Sobre el desafío que
esto supone, su visión de la vida comunitaria judía y el vínculo con Israel, es
esta entrevista.
José Luis, te solicité esta entrevista porque desde hace ya unos meses, al asumir la nueva
presidencia y directiva del Comité Central Israelita, tú tienes a tu cargo la
dirección de COPREDI, la Comisión de Prensa y Difusión. ¿Cómo concibes tu papel, en qué consiste
concretamente tu trabajo en rutina?
Antes que nada agradecerte por la nota para un medio que me
resulta particularmente querido y propio como el “Semanario Hebreo”. Con
referencia a COPREDI, es una comisión de trabajo que se encarga de asesorar y
generar espacios de comunicación para la tarea del Comité Central. En esta
oportunidad hemos armado un grupo voluntario con distintas edades y
experiencias que trabajan en el esclarecimiento (hasbara) de los hechos que
viven la comunidad judía uruguaya y el Estado de Israel. Hemos realizado
visitas – y pretendemos continuar con las mismas – a canales de televisión,
radios, diarios, semanarios y responsables de páginas web o portales de
comunicación nacional en el espíritu de explicar los hechos que nos ocupan y
nos preocupan con el judaísmo y antisemitismo mundial. Tenemos un portal web
que llega a miles de usuarios donde diariamente surgen noticias que
puntualmente tienen que ver con nuestro sentimiento común: el judaísmo. Mi función
es coordinar dicha tarea pero es de resaltar el compromiso de los integrantes y
el esfuerzo que realizan día a día en pro de la colaboración al Comité.
Estimo que hay que venir preparado para lidiar más que nada
con situaciones de crisis. ¿Qué escenarios posibles de ese tipo puedes
imaginar? Seguramente habría que
dividirlo en dos partes: algo relacionado a la propia colectividad judía a la
que representa el Comité Central y la alternativa, crisis derivada de
situaciones de conflicto en Israel ¿verdad?
Sin dudas que esas son las dos vertientes de la tarea. Si
bien podemos decir que en estos momentos el Medio Oriente no vive un conflicto
de la intensidad diaria de hace algo más de dos años, siempre hay situaciones
que debemos publicitar y esclarecer. Con referencia a nuestro país, este año
hemos vivido un hecho lamentable que no se veía en el país desde hace más de 30
años con el homicidio de David Fremd, un ser inolvidable que honró al judaísmo
y a su querida Paysandú. El Comité y Copredi en particular deben velar para que
hechos como este no vuelvan a suceder en nuestro país. La educación y la
justicia son los antídotos necesarios para que estas situaciones xenófobas no
se repitan nunca más.
Mi papá, de bendita memoria, solía decir que “el mejor conocimiento
ahonda la amistad”. ¿Te parece que parte
de la responsabilidad incluida en tu cargo puede aspirar a esclarecer en
general sobre la vida judía o no le corresponde eso al director de prensa del Comité Central?

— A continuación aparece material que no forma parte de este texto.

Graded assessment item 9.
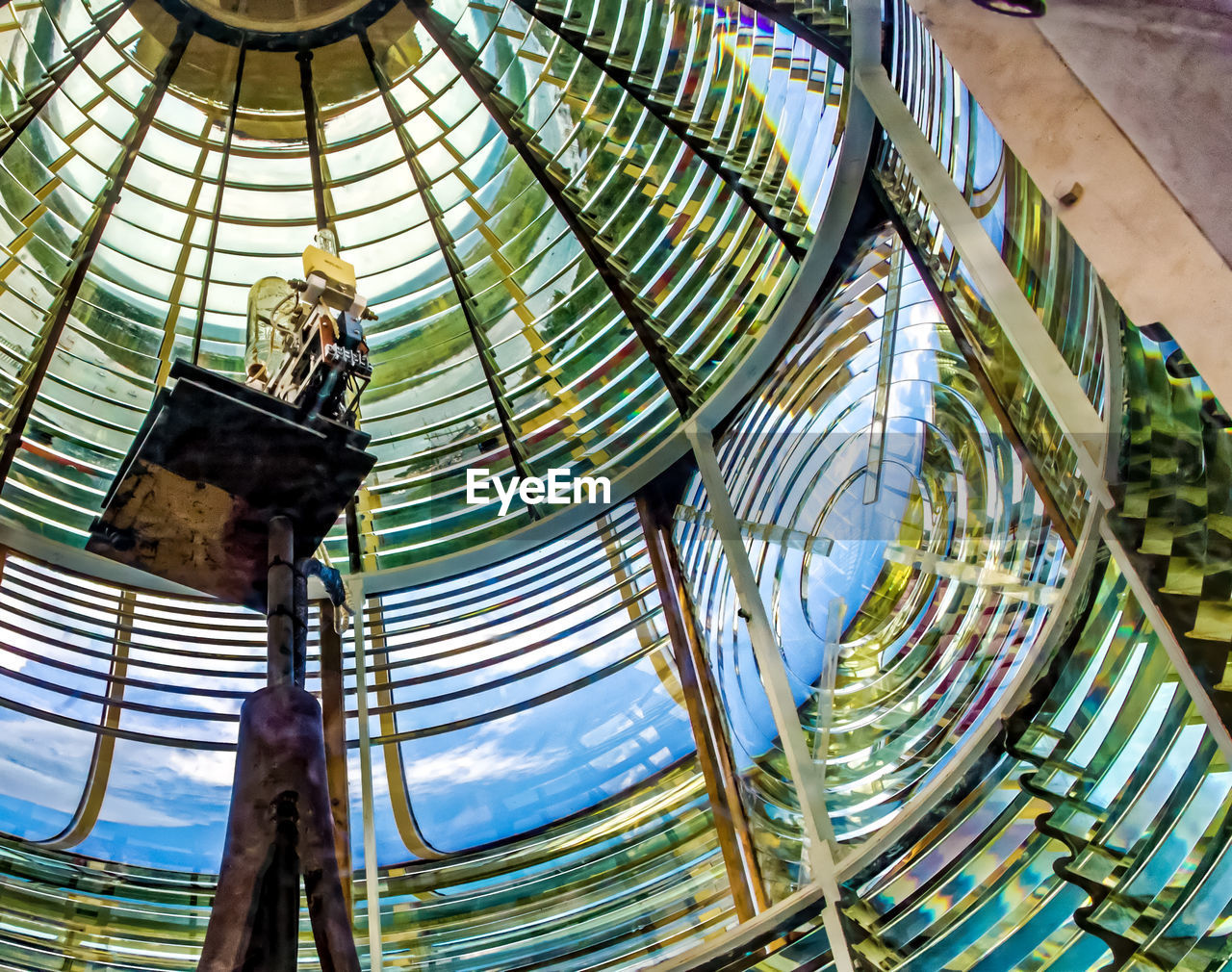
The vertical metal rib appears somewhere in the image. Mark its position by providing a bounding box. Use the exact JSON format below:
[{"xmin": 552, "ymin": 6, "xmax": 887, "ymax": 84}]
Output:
[
  {"xmin": 514, "ymin": 0, "xmax": 805, "ymax": 261},
  {"xmin": 192, "ymin": 40, "xmax": 247, "ymax": 365},
  {"xmin": 358, "ymin": 31, "xmax": 541, "ymax": 519},
  {"xmin": 404, "ymin": 0, "xmax": 695, "ymax": 417},
  {"xmin": 317, "ymin": 598, "xmax": 355, "ymax": 922},
  {"xmin": 637, "ymin": 494, "xmax": 770, "ymax": 922},
  {"xmin": 295, "ymin": 50, "xmax": 329, "ymax": 229},
  {"xmin": 0, "ymin": 0, "xmax": 133, "ymax": 157},
  {"xmin": 0, "ymin": 22, "xmax": 193, "ymax": 483}
]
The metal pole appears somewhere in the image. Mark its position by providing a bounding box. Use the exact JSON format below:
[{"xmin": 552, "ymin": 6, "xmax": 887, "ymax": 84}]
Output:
[
  {"xmin": 685, "ymin": 422, "xmax": 854, "ymax": 972},
  {"xmin": 853, "ymin": 56, "xmax": 1115, "ymax": 509},
  {"xmin": 637, "ymin": 496, "xmax": 770, "ymax": 922},
  {"xmin": 265, "ymin": 516, "xmax": 295, "ymax": 687},
  {"xmin": 347, "ymin": 575, "xmax": 384, "ymax": 972}
]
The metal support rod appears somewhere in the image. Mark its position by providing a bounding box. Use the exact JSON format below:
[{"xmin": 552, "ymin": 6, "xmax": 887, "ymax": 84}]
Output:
[
  {"xmin": 637, "ymin": 496, "xmax": 770, "ymax": 922},
  {"xmin": 740, "ymin": 0, "xmax": 851, "ymax": 67},
  {"xmin": 317, "ymin": 598, "xmax": 355, "ymax": 922},
  {"xmin": 295, "ymin": 50, "xmax": 329, "ymax": 230},
  {"xmin": 685, "ymin": 422, "xmax": 853, "ymax": 972},
  {"xmin": 0, "ymin": 0, "xmax": 133, "ymax": 157},
  {"xmin": 0, "ymin": 22, "xmax": 193, "ymax": 483},
  {"xmin": 500, "ymin": 0, "xmax": 805, "ymax": 263},
  {"xmin": 1099, "ymin": 520, "xmax": 1232, "ymax": 762},
  {"xmin": 358, "ymin": 31, "xmax": 542, "ymax": 520},
  {"xmin": 853, "ymin": 56, "xmax": 1114, "ymax": 507},
  {"xmin": 405, "ymin": 0, "xmax": 695, "ymax": 417},
  {"xmin": 347, "ymin": 575, "xmax": 384, "ymax": 972},
  {"xmin": 192, "ymin": 40, "xmax": 247, "ymax": 365},
  {"xmin": 265, "ymin": 516, "xmax": 295, "ymax": 686}
]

En realidad nuestros antepasados (padres, abuelos,
bisabuelos) llegaron a estas tierras en busca de paz y trabajo y lo
consiguieron gracias al esfuerzo y la solidaridad de la sociedad uruguaya. Aquí
fue donde se realizaron como personas creando familias y formando una sociedad
digna y honorable. Esto debe recordarse y entenderse como tal. La integración
judía en el país es absoluta y forma parte indivisible de ella. No es posible
separar a un judío uruguayo de un uruguayo no judío. La colectividad judía
desde su inserción en el país ha contribuido al engrandecimiento de la patria.

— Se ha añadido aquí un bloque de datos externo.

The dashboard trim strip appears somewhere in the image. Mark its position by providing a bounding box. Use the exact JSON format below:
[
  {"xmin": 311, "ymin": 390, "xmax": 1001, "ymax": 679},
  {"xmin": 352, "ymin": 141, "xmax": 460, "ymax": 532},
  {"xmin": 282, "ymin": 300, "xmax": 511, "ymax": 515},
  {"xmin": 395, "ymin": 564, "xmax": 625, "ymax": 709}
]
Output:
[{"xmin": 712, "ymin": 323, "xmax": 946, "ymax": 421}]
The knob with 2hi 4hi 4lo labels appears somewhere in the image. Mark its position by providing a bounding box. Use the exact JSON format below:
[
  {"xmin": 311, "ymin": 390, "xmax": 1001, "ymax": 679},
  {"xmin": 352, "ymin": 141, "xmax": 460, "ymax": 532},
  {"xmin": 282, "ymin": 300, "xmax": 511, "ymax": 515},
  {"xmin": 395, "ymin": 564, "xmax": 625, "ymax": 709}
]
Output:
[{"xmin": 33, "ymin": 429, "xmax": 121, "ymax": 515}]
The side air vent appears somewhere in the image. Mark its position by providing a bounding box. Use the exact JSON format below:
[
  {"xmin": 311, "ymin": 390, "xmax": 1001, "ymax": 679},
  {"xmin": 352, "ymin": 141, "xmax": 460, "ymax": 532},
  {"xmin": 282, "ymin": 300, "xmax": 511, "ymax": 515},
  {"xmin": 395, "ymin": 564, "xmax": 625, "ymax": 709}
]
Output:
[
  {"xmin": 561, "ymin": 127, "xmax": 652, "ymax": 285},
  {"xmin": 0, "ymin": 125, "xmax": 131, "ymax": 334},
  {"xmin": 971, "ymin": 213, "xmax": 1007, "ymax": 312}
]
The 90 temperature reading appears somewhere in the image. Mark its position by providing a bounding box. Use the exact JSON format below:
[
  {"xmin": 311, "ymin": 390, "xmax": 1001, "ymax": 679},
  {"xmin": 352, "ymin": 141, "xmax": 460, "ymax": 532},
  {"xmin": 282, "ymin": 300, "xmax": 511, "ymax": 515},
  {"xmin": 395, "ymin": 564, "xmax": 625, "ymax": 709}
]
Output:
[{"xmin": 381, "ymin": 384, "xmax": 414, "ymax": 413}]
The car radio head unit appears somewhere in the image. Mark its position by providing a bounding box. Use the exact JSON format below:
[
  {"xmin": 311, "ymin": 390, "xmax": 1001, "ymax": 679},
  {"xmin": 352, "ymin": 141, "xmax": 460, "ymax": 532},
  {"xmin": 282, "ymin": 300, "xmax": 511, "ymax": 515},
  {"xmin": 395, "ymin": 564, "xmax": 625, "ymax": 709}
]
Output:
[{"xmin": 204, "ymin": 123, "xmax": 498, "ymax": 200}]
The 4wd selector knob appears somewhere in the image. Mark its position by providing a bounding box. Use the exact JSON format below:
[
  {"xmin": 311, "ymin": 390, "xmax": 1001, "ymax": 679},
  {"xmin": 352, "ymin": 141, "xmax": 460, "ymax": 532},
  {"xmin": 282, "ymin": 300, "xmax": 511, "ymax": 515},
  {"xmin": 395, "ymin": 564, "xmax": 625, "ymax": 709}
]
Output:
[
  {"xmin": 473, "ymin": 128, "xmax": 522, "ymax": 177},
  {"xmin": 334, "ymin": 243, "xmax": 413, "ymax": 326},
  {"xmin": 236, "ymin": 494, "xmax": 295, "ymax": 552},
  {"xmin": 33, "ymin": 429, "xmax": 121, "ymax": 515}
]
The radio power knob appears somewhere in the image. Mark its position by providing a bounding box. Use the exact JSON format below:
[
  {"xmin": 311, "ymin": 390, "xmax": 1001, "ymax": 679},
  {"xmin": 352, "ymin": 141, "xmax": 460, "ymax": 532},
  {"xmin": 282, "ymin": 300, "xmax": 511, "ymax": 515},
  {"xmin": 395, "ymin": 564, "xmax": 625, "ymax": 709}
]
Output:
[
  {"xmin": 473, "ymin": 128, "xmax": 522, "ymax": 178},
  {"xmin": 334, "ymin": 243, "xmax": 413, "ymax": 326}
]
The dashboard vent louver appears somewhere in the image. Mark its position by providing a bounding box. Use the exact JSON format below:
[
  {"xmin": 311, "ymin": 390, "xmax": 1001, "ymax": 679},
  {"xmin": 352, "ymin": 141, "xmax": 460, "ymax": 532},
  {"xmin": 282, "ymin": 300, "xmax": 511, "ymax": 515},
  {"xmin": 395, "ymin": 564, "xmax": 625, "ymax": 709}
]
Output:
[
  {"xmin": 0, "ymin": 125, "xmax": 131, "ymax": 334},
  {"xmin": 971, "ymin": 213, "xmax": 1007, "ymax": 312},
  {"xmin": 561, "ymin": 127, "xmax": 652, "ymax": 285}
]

El legado judío abarca todas las áreas de la vida nacional y decenas de
personalidades judías engrandecieron el país en política, economía,
comercio, cultura, periodismo,
deporte, arte y otras disciplinas. Entiendo que es parte de Copredi y
del Comité difundir también este legado histórico que miembros e
instituciones comunitarias realizaron en el país.
¿Hay a tu criterio aún mucho que esclarecer sobre la
colectividad, su vida y sus costumbres?
Sí. Definitivamente sí. Pero esto no solo sucede en Uruguay.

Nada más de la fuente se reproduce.